Bottom line, if you already own a majority of the amiibo required to play through all the stages (You need 10 to unlock everything), this is a game worth checking out. The stages specific to each character are fun, and the star road levels get fairly challenging. If you don’t own any amiibo or have maybe one or two, you’ll be stuck with the rather bland main stages so it’s probably best for you to stay away unless you plan on going on an amiibo shopping spree.
There was a good chance I was going to enjoy Mini Mario & Friends: amiibo Challenge at least on some level, since I’m already a fan of the Mario Vs. Donkey Kong series of puzzle games. But my bias aside, I do think this game is fun, if only a little short and not overly challenging.
Firstly, I love that this new iteration maintains the series’ charm and puzzle style but adds its own tricks. Each character’s unique skills make it fun to try out their personalized levels, whether it’s dedicated to Mario’s wall-kick or Toad’s ability to squeeze through smaller gaps.
Unfortunately there are only four levels dedicated to each character. In one sense, those with fewer amiibo won’t miss out on half the game. But if you own them all, it’s not quite the huge bonus it should be. I’d say 5 or 10 levels would have been a better number.
Having said that, I like that most of the game is accessible to anyone with an amiibo. There’s still a reward for amiibo collectors even in this core set of levels, since different amiibo can collect specific items in each level. This also ensures a higher replayability factor, and so I think overall the balance is actually pretty well done.
Overall, the game is fun and will absolutely keep you busy for a few hours. It’s hard to complain about a free title that is also pretty decent. It’s colorful and fast-paced at times, but could benefit from more unique levels, or more challenge in the core levels. I do love that Nintendo are trying new and exciting ways to use amiibo characters, and to be honest, it makes me want to buy more. Four levels per character just isn’t enough to warrant the purchase though.
I own several Mario vs. Donkey Kong games, so this most recent (and free) entry was an easy download. Even without DK listed in the title, Mini Mario & Friends: amiibo Challenge is very much part of the series. Your mileage, as you’ve probably guessed, depends on what amiibo you have. As I’ve just a few, none of which are compatible with this release, my opinions are based solely on playing as Mini Spek.
New characters are often a treat for me, and Mini Spek is no exception. Sure there’s no unique abilities when playing as this wind-up cube, and the toy-specific amiibo doors stay locked, but I still had a means to get a brief taste (13 levels) of what the game offered at no cost. Could Mini Spek be a future amiibo figure?
I tried the game on both my Wii U, and 3DS (using my NFC reader). Wii U is my preference, as the game doesn’t save your amiibo scans – you do need at least one to start. Understandable, but it makes portable play impractical. No big deal for me though, as I have enough of the games downloaded on my 3DS already.

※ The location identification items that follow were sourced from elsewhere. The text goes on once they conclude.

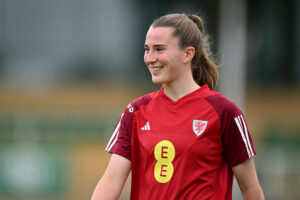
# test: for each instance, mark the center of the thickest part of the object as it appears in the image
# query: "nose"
(149, 58)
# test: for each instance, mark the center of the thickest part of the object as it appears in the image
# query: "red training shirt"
(182, 149)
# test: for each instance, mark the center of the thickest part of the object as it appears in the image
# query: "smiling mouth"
(156, 69)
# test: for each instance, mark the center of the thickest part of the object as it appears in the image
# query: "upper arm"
(118, 168)
(112, 182)
(246, 177)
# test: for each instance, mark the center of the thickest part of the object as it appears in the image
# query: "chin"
(157, 81)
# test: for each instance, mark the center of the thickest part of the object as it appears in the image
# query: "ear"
(189, 54)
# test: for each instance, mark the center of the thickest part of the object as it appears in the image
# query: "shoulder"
(223, 105)
(141, 101)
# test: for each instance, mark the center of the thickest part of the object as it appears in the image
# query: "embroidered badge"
(199, 126)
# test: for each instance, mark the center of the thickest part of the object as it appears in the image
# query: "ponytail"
(204, 68)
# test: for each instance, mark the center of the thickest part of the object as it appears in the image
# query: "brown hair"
(190, 31)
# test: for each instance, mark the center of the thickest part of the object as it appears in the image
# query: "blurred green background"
(68, 68)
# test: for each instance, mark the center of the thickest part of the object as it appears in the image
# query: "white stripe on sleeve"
(114, 136)
(238, 123)
(247, 136)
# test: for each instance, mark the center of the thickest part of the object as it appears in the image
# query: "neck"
(178, 89)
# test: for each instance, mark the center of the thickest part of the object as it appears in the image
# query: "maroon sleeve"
(237, 142)
(120, 141)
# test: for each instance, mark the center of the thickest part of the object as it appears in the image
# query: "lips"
(156, 69)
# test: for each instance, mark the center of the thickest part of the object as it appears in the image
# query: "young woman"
(184, 141)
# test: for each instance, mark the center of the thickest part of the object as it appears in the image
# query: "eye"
(159, 49)
(146, 49)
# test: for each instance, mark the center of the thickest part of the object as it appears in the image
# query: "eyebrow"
(156, 45)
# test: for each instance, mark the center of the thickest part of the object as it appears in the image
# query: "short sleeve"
(236, 139)
(120, 141)
(237, 142)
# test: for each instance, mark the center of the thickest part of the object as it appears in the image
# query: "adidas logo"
(146, 127)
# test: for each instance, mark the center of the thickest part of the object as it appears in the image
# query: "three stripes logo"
(146, 127)
(240, 122)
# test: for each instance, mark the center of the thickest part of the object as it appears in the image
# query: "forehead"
(160, 35)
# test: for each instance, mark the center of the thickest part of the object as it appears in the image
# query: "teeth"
(156, 68)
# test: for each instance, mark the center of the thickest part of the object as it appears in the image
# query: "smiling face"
(163, 56)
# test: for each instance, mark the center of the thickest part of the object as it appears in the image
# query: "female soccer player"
(184, 141)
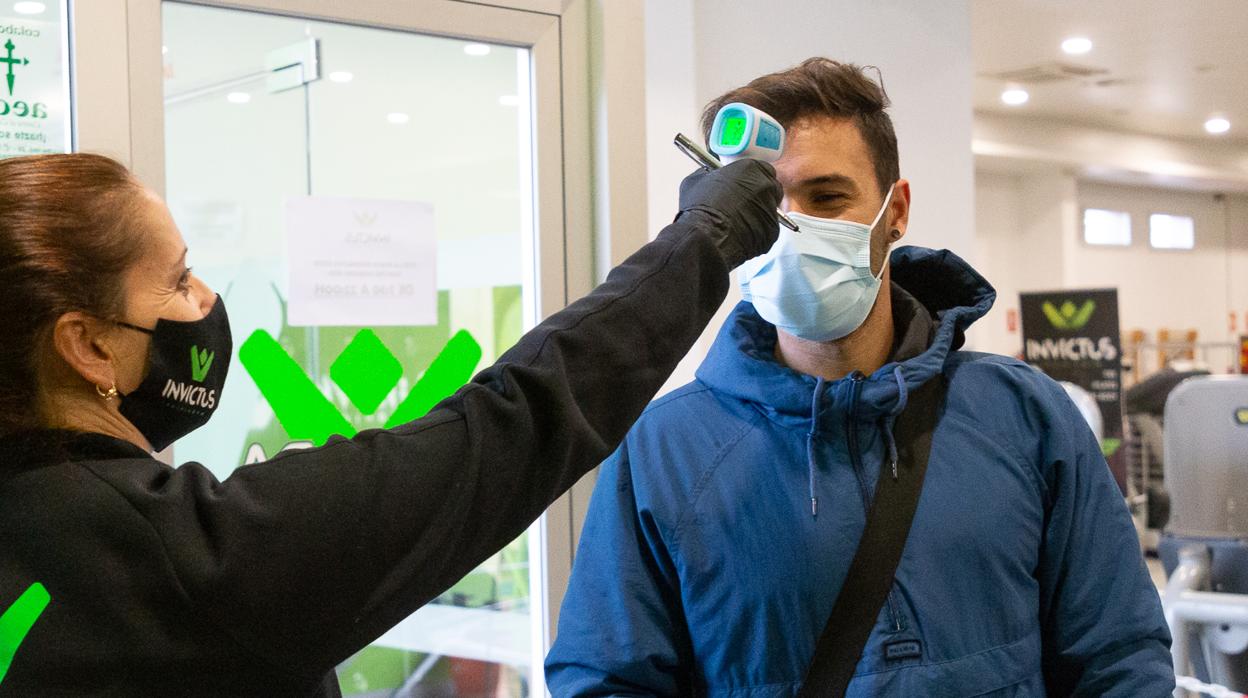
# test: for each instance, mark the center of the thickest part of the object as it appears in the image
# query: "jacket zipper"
(856, 378)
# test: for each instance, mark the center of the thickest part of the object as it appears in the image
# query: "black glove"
(740, 201)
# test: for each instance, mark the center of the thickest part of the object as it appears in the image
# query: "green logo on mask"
(366, 372)
(1068, 316)
(200, 363)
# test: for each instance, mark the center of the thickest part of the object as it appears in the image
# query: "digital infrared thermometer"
(744, 131)
(740, 131)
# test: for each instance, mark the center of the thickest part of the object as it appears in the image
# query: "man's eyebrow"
(828, 180)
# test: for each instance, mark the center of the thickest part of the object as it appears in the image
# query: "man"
(723, 528)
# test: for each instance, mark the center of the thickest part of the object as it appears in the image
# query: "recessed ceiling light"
(1015, 96)
(1217, 125)
(1077, 45)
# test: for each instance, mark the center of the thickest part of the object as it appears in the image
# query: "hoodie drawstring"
(810, 445)
(902, 397)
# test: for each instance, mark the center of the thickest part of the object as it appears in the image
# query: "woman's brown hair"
(68, 235)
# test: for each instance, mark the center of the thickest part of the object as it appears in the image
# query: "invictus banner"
(1073, 336)
(35, 114)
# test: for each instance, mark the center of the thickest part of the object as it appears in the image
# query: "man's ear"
(899, 210)
(81, 342)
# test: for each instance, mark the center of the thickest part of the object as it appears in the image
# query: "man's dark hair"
(824, 88)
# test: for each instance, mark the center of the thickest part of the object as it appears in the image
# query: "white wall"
(922, 49)
(1028, 230)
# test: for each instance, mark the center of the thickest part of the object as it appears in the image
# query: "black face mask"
(186, 371)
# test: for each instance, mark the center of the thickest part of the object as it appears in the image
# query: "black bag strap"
(875, 561)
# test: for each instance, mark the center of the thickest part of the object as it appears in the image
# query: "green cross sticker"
(18, 621)
(1068, 316)
(366, 371)
(11, 63)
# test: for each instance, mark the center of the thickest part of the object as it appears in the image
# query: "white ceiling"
(1170, 64)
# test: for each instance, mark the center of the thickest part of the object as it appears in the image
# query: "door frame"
(120, 113)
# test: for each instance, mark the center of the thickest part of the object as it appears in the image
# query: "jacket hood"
(741, 362)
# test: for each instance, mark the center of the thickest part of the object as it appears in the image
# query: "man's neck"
(82, 411)
(865, 349)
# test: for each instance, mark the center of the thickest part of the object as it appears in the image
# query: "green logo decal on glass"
(200, 363)
(11, 63)
(366, 372)
(1068, 316)
(18, 621)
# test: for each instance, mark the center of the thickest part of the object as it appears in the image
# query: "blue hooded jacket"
(720, 531)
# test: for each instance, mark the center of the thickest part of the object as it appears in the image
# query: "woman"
(126, 577)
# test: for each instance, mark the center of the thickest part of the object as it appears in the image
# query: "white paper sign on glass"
(35, 111)
(361, 262)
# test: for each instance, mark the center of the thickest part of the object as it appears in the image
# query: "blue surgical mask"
(816, 284)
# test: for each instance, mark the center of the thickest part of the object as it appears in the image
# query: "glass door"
(363, 201)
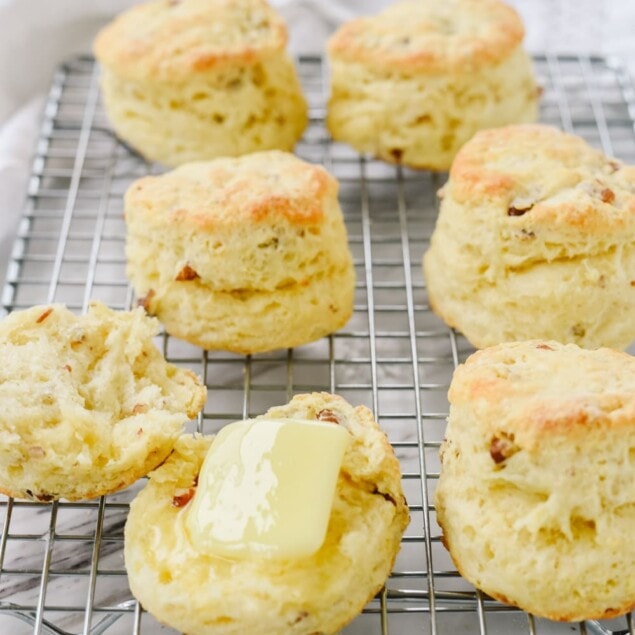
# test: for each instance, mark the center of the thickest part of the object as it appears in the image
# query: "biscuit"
(535, 239)
(89, 405)
(200, 594)
(188, 80)
(412, 84)
(536, 496)
(245, 255)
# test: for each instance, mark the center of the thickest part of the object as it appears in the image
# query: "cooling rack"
(61, 564)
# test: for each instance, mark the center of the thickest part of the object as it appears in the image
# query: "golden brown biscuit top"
(538, 177)
(170, 39)
(437, 36)
(263, 187)
(536, 389)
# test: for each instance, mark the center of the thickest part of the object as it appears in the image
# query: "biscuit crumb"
(515, 211)
(146, 299)
(187, 273)
(44, 315)
(182, 497)
(501, 448)
(327, 415)
(607, 195)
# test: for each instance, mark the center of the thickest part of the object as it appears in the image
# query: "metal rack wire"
(61, 565)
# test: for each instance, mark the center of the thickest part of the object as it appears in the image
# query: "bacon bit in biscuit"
(385, 496)
(302, 615)
(607, 195)
(43, 497)
(186, 274)
(578, 330)
(615, 166)
(502, 448)
(182, 497)
(327, 415)
(44, 315)
(515, 211)
(145, 301)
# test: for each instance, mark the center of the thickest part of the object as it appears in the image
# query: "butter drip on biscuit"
(266, 489)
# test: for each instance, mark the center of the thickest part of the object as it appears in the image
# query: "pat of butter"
(266, 488)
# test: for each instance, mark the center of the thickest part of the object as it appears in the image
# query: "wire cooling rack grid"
(61, 565)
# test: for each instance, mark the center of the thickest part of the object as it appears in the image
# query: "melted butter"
(266, 488)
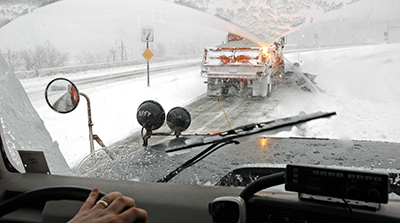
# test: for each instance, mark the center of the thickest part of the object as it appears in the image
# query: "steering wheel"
(262, 183)
(43, 195)
(233, 209)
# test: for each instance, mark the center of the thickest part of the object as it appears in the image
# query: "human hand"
(109, 209)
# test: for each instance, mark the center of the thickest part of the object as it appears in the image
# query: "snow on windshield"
(358, 82)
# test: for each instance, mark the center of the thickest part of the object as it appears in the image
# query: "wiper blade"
(214, 147)
(242, 131)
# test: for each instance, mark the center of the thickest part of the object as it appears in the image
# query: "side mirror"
(62, 95)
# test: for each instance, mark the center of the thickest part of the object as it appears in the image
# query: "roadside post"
(147, 36)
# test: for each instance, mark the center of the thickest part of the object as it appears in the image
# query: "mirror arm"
(90, 124)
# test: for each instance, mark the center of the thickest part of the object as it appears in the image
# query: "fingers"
(90, 200)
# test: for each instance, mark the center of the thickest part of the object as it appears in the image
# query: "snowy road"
(362, 113)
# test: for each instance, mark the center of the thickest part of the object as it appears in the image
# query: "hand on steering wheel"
(114, 207)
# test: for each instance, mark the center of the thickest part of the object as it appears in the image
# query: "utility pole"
(387, 31)
(147, 36)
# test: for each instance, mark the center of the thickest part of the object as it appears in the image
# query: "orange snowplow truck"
(240, 67)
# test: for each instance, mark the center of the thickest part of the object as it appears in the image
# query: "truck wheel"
(269, 90)
(225, 91)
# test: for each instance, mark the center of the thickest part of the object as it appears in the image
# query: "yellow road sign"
(147, 54)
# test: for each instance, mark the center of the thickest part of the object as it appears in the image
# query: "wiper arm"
(247, 130)
(194, 160)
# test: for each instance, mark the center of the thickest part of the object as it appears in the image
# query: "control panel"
(338, 183)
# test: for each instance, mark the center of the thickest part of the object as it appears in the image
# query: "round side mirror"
(178, 119)
(62, 95)
(150, 115)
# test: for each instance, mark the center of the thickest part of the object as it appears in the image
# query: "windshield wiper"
(225, 138)
(194, 160)
(239, 132)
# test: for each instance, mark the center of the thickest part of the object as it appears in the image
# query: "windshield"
(126, 66)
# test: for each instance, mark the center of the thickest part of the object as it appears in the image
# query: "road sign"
(147, 54)
(147, 35)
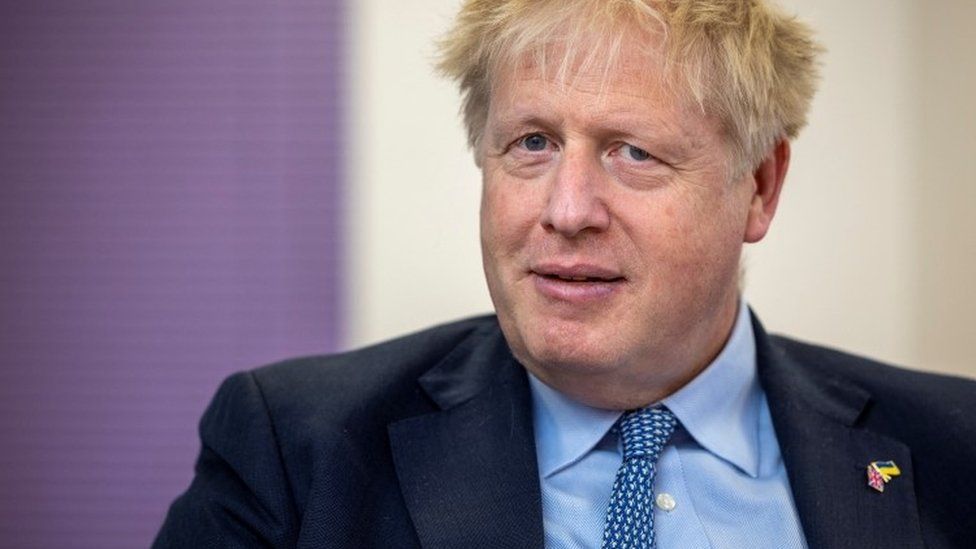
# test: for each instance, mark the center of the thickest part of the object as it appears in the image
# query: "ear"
(768, 179)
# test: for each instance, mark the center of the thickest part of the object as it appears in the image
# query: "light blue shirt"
(722, 471)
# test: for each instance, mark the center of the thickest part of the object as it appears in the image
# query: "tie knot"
(645, 432)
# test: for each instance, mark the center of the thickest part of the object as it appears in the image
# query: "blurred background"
(192, 188)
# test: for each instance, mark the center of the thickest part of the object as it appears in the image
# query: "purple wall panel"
(169, 213)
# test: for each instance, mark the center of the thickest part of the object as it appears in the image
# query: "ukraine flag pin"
(880, 473)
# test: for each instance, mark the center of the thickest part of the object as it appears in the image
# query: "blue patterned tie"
(630, 516)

For series fans, new challenges and budding unlockables should ensure an enjoyable time. But in any case, as a free download, everyone should check the game out. It’s colorful, sounds great, and has enjoyable puzzles. Even if it’s just a small amiibo marketing tool from Nintendo, in the hopes of some buying one or two, it doesn’t make it a bad game. Give Mini Mario & Friends: amiibo Challenge a download and see for yourself.